El fin no justifica los medios (¿o quizá sí?)…

El próximo lunes 23 de abril en el café filosófico del Péndulo de Polanco, Esther Charabati invita a hablar de uno de los elementos que afecta nuestra comprensión del mundo: los prejuicios (esos que criticamos y conservamos).

1. ¿Para qué sirven los prejuicios?

2. ¿Se puede vivir sin prejuicios?

3. ¿Los prejuicios pueden ser inofensivos?

4. ¿Los prejuicios son siempre impermeables a la realidad?

5. ¿Realmente queremos liberarnos de nuestros prejuicios? ¿Para qué?

El miedo a la diferencia

A lo largo de nuestra vida los seres humanos vamos creando categorías en las que vamos clasificando aquello que nos encontramos. Así, al llegar a una oficina y antes de cruzar palabra con ella, sabemos que la mujer que está sentada detrás de un escritorio es una secretaria porque reúne las características que nuestra categoría mental asigna a “secretaria”. De la misma manera cuando vemos a un hombre caminando con un bastón blanco y anteojos oscuros, no necesitamos que nadie nos diga que es ciego; es una categoría que hemos aprendido socialmente.
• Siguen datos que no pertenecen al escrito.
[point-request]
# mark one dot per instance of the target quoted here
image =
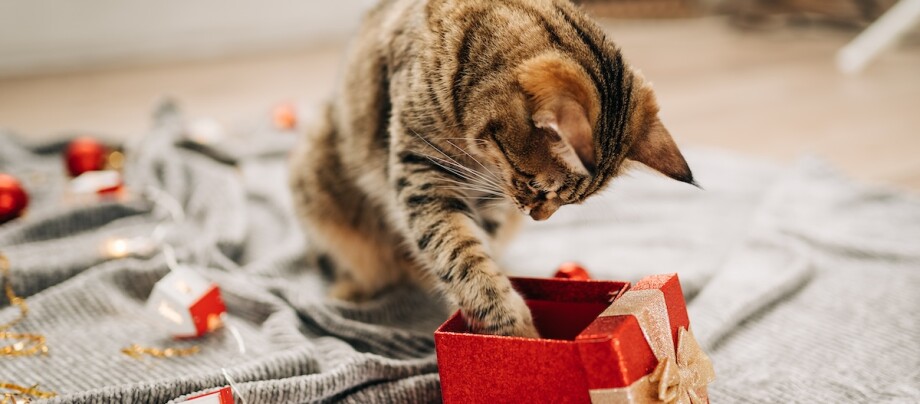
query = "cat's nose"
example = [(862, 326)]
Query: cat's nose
[(544, 209)]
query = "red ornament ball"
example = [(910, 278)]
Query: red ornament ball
[(573, 271), (13, 199), (85, 154), (285, 116)]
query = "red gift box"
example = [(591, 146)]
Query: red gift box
[(603, 341), (189, 305)]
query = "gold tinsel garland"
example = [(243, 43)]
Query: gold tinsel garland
[(136, 351), (28, 343)]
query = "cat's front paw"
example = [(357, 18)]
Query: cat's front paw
[(510, 317)]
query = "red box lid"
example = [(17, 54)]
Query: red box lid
[(579, 351)]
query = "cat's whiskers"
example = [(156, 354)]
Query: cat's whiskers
[(470, 188), (455, 163), (471, 171), (441, 163), (474, 159)]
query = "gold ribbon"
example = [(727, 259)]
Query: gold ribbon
[(28, 343), (21, 392), (137, 352), (682, 374)]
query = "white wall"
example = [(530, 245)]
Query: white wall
[(40, 36)]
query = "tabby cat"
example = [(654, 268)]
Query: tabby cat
[(453, 120)]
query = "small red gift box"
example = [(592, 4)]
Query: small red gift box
[(603, 341), (189, 305)]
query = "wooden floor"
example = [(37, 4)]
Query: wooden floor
[(769, 94)]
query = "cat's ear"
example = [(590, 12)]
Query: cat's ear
[(564, 103), (655, 148)]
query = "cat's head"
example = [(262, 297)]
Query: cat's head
[(569, 133)]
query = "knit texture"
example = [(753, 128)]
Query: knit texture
[(802, 285)]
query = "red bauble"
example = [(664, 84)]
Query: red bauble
[(571, 270), (85, 154), (285, 116), (13, 199)]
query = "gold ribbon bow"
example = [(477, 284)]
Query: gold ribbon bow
[(682, 374)]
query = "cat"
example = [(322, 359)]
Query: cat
[(455, 119)]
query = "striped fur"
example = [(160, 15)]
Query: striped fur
[(452, 119)]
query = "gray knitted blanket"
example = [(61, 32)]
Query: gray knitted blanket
[(802, 285)]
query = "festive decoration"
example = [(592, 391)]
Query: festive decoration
[(85, 154), (137, 352), (189, 305), (284, 116), (13, 199), (573, 271), (15, 394), (129, 247), (222, 396), (204, 131), (96, 182), (602, 342), (29, 343), (683, 370)]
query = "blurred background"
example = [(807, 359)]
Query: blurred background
[(758, 77)]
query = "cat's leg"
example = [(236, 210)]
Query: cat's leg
[(451, 243), (344, 230)]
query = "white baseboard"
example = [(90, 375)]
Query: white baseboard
[(46, 36)]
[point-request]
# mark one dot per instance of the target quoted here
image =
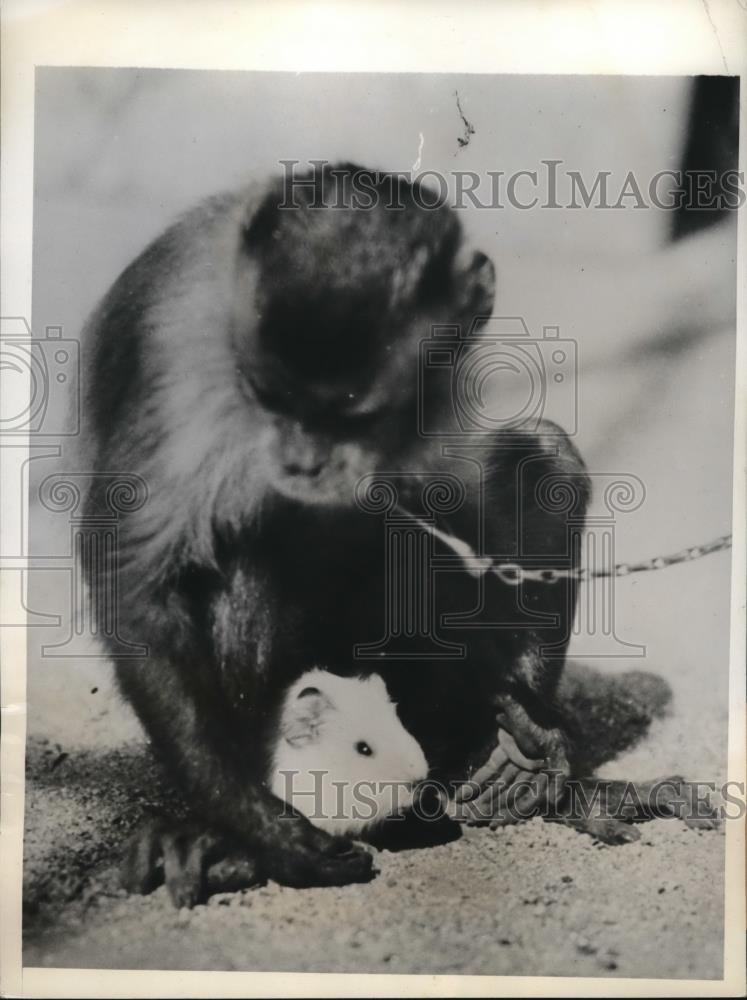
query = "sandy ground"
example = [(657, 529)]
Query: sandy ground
[(535, 899)]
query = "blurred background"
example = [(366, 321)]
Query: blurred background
[(647, 295)]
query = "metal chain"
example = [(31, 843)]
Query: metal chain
[(514, 574)]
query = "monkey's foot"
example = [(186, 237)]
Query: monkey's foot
[(194, 863), (510, 786), (303, 856)]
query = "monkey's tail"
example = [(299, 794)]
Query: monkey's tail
[(606, 714)]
Cuando, por el contrario, nos encontramos ante una persona o situación que no entra en nuestros conceptos, no sabemos cómo actuar ante ellos. Por ejemplo, en los años 70’s era común en algunas escuelas —con gran apertura— encontrar maestros vestidos de pantalón de mezclilla, camisa de manta, huaraches y morral. Algunos padres y alumnos, que asociaban la categoría de “maestro” con el traje y la corbata, se desconcertaban ante este hecho y no sabían cómo dirigirse a ellos: ignoraban si debían hablar de “tú” o de “usted”; ignoraban si personas como aquéllas merecían respeto y se preguntaban si individuos con tal indumentaria podían ser considerados maestros. Con el tiempo, la categoría se volvió más amplia y aceptó cierta diversidad en el vestir.

Éste es uno de los fenómenos que ilustran lo que se ha llamado “miedo a la diferencia”, y que alude a esa sensación de extrañeza que tenemos cuando nos encontramos en situaciones distintas a las esperadas. Cuando llegamos a un ambiente en el que no nos resultan familiares las personas ni las costumbres, ni se comparte nuestra forma de ver el mundo, sentimos que son gente “rara” y nos sentimos incómodos ante ellos. Por eso les rehuimos.
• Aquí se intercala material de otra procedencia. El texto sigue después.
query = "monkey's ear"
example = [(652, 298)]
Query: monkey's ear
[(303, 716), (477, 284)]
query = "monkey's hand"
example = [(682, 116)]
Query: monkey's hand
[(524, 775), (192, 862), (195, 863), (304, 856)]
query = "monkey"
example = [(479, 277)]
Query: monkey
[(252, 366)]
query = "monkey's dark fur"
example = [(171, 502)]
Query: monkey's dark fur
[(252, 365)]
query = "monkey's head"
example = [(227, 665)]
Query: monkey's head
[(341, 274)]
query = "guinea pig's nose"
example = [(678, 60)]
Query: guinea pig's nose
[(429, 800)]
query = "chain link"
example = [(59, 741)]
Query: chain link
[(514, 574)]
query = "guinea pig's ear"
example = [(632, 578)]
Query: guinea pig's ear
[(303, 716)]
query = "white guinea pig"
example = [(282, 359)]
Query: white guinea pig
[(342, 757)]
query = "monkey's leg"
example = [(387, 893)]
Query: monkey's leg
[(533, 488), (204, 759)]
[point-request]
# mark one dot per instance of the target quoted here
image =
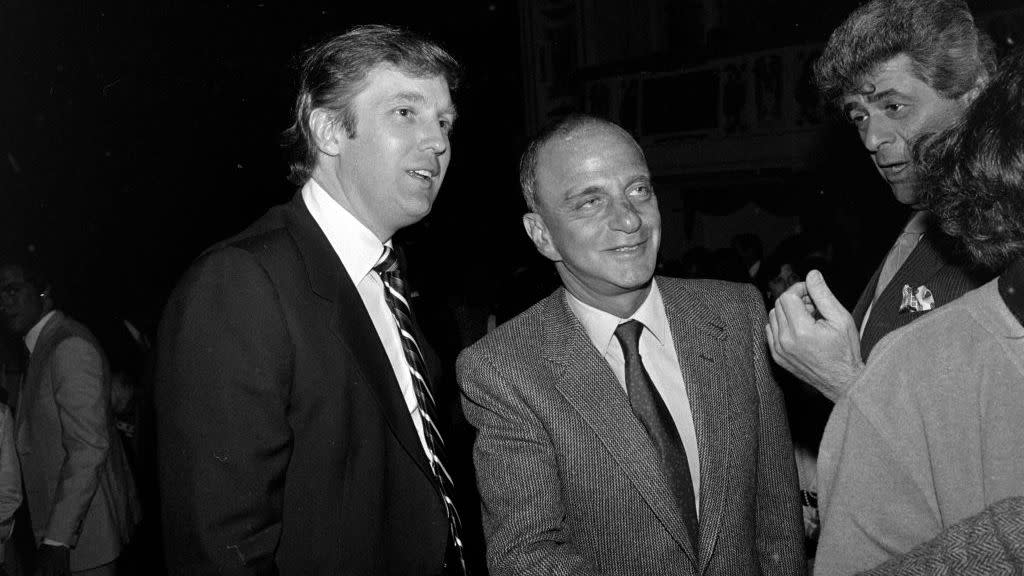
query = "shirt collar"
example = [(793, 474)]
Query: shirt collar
[(1012, 288), (33, 336), (600, 326), (357, 248)]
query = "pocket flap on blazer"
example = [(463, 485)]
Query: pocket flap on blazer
[(259, 547)]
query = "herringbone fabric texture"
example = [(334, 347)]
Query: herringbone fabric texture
[(989, 543), (394, 294)]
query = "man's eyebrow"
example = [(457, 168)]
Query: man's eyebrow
[(873, 97), (417, 97)]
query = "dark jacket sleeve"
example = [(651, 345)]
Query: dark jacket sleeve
[(222, 384)]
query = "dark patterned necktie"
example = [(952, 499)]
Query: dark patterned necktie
[(654, 415), (394, 294)]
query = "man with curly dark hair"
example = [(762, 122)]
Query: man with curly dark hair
[(896, 69), (929, 439)]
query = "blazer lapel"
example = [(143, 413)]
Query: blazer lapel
[(586, 380), (699, 336), (350, 323), (33, 377), (924, 262)]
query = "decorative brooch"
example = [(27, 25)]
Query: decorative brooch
[(916, 300)]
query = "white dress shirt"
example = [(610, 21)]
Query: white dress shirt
[(359, 250), (657, 353), (31, 338)]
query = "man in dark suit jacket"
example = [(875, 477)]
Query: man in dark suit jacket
[(578, 475), (898, 70), (294, 437), (77, 484)]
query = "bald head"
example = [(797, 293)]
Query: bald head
[(568, 128)]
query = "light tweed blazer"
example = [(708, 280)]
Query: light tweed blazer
[(569, 482)]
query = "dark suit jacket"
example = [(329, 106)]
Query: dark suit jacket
[(935, 262), (285, 444), (77, 483), (569, 482)]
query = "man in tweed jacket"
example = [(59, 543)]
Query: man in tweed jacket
[(569, 481)]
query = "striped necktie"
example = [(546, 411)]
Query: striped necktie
[(656, 420), (394, 294)]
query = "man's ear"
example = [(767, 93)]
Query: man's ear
[(538, 232), (325, 131)]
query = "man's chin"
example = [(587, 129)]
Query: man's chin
[(904, 192)]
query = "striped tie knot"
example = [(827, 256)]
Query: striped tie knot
[(394, 295)]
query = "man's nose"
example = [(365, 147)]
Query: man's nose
[(625, 216), (434, 138), (877, 133)]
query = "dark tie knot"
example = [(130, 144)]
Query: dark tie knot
[(388, 262), (629, 336)]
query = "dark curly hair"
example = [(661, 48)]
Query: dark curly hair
[(946, 48), (973, 173), (333, 72)]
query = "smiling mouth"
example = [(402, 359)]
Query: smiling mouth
[(892, 171), (629, 249), (421, 174)]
No es necesario aclarar que este miedo sólo permanece mientras somos ajenos a la situación, pues una vez que comprendemos el mecanismo y sabemos cómo manejarnos en él, el miedo disminuye o desaparece. Nos sucede cuando un “desconocido” se vuelve “conocido” y cuando una profesión que nos parece remota y nos resulta nueva —como el ser artista o arqueólogo— es elegida por un miembro de nuestra familia. El miedo a la diferencia con frecuencia se resuelve con la convivencia, pero supone una voluntad de superar las propias limitaciones.
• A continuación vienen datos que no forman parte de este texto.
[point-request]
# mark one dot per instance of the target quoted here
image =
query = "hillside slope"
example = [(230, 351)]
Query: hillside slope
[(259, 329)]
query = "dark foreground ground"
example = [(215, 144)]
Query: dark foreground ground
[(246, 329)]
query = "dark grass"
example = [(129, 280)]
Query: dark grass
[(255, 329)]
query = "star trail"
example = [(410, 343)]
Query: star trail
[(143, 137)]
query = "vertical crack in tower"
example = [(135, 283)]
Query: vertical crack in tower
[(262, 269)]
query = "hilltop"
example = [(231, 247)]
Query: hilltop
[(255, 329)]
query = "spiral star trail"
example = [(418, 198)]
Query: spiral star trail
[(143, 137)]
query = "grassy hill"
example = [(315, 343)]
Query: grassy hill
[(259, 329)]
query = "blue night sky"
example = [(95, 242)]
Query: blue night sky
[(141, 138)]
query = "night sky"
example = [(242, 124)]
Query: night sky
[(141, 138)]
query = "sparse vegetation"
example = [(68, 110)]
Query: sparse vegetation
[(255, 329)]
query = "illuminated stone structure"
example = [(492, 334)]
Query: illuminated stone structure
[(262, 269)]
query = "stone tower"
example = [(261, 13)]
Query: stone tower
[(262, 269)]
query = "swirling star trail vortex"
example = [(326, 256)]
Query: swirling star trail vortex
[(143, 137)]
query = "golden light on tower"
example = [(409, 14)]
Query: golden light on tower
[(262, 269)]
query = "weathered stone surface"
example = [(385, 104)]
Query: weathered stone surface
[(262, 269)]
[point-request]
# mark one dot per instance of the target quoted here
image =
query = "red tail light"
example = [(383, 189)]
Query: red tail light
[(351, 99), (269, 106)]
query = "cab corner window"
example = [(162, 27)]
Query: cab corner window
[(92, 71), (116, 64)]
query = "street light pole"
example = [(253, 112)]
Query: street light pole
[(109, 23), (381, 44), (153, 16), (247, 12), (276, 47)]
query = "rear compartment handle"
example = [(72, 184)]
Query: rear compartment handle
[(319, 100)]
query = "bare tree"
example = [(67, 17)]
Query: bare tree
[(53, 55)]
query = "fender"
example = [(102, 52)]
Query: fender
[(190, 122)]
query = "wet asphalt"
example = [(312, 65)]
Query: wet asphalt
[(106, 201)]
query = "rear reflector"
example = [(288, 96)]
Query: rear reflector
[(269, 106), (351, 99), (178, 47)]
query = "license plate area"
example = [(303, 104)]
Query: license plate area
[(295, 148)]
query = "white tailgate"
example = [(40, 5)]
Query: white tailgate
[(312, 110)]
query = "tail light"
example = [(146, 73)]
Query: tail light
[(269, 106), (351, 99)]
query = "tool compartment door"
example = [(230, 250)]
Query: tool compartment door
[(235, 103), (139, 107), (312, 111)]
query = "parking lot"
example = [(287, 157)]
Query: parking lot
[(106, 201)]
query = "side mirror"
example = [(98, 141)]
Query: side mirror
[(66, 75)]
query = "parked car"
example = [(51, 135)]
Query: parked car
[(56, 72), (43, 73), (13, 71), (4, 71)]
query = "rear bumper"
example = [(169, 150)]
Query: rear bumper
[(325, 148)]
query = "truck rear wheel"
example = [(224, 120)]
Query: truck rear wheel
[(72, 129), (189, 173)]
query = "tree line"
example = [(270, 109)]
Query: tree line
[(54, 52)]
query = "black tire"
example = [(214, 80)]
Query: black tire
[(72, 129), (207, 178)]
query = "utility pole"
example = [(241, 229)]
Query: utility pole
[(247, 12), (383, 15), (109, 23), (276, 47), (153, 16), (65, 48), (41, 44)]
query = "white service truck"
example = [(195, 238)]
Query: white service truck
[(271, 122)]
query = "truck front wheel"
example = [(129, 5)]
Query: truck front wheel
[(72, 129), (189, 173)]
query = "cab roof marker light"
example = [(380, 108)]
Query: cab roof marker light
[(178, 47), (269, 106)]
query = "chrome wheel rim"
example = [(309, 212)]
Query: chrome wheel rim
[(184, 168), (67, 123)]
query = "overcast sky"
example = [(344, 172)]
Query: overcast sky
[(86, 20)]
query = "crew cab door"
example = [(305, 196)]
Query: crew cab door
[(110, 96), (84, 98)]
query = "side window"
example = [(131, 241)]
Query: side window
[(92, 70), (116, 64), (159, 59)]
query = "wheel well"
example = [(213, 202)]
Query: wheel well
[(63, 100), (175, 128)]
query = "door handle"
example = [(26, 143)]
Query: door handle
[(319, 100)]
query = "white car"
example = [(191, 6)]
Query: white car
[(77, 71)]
Pero las diferencias también se construyen socialmente y, sin saberlo, adoptamos prejuicios creados con cierto fin. Por ejemplo, no nos enfrentamos con la misma naturalidad a un rubio de ojos azules que a un negro de pelo rizado, aunque en ambos casos la única diferencia visible que existe entre ellos y nosotros sea el color, en un caso de los ojos y en otro el de la piel. Tampoco adoptamos la misma actitud ante un japonés que ante un indígena, aunque en ambos casos la diferencia con nosotros sea el color de la piel y tal vez el idioma. En ambos casos, nuestra categoría de “negro” y de “indígena” tiene una carga negativa que hemos aprendido socialmente y que se refleja en nuestra conducta. Esto se repite ante categorías como “judío”, “católico”, “protestante” o “ateo” en determinados lugares y épocas.

Esta carga social negativa ante ciertos grupos sociales condiciona nuestra actitud hacia ellos y obstaculiza toda posibilidad de contacto. Y esa distancia nos empobrece, impidiéndonos enriquecernos con otras formas de estar en el mundo, otras expresiones de la humanidad. Abrirse a la diversidad no consiste en dejar de ser uno mismo para convertirse en todo aquello que uno reconoce como distinto, sino abrirse a la posibilidad de conocer y valorar otras formas de ver la vida y sobre todo, basar nuestros juicios y conductas en la experiencia individual, no en prejuicios cuyo origen se pierde en la memoria.

Tal vez el miedo a lo diferente se remita al temor que tenemos de ser diferentes a lo que somos, de volvernos otros, pero olvidamos que la madurez y la superación siempre pasan por el cambio.